The village of Gavi, is the principal village of eleven Communes, as with the other most important wine classifications in Piedmont, Gavi gives its name to the wines within its classification.
La Meirana is located in the heart of this territory and represents the most ancient name attached to it.

Indeed, a rental lease for Meirana, dated June 3rd AD 972 is registered in a preserved document in the State in Genova archives, in which the Bishop of Genova declares ‘ Pietro and Andrea, free men, the vineyards and chestnut woods that the Genoese Church possesses in the places of Gavi and of Meirana…Our Estate was created therefore at the dawn of the history of Gavi.

The initial reason for the cultivation white grape vines in Piedmont it is due therefore to the close bond that the Gavi area has always had with Genova and its aristocracy.

In order for the Genovese aristocrats to be able to combine a wine with their Mediterranean cuisine, characterised mainly by fish and white meats, they replaced the black grape variety known as ‘ nibiò’ (the local name for Dolcetto), with the Cortese vine.

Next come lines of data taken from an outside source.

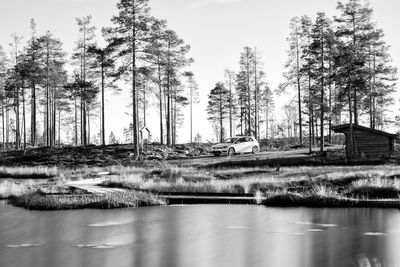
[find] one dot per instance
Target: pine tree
(104, 66)
(131, 32)
(218, 107)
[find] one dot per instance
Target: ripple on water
(24, 245)
(98, 246)
(112, 223)
(374, 233)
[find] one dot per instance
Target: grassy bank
(324, 186)
(38, 201)
(292, 186)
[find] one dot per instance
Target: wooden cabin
(367, 142)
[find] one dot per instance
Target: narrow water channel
(204, 235)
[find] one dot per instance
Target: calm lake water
(209, 235)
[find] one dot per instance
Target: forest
(338, 70)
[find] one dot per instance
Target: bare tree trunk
(161, 102)
(103, 139)
(76, 124)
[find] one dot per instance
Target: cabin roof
(346, 127)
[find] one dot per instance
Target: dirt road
(261, 156)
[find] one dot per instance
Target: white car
(236, 145)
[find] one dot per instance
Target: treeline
(39, 100)
(340, 70)
(244, 101)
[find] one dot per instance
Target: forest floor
(181, 155)
(164, 182)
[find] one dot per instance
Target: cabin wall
(370, 145)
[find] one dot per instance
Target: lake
(200, 235)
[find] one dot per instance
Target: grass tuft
(39, 201)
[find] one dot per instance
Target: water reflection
(200, 236)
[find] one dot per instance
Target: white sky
(217, 30)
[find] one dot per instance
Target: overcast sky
(217, 30)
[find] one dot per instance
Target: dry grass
(15, 188)
(38, 201)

In Particular, the area of Gavi is connected to the traditions of the Piedmontese wine-growing. Thanks to the high acidity level of its grapes, the Cortese vine, has been the prime producer and has been used for many years in the production of the most important ‘blanc- de- blanc’ wines of the region

Louis Oudard, enologist of the wine cellars of Cavour in Grinzane, was the first in the area to use the Cortese grape for his sparkling wines, thus promoting its reputation, which was initially limited solely to Lombardy and the Savoia, and at the beginning of 1860 trade with Germany, Switzerland and South America was extended.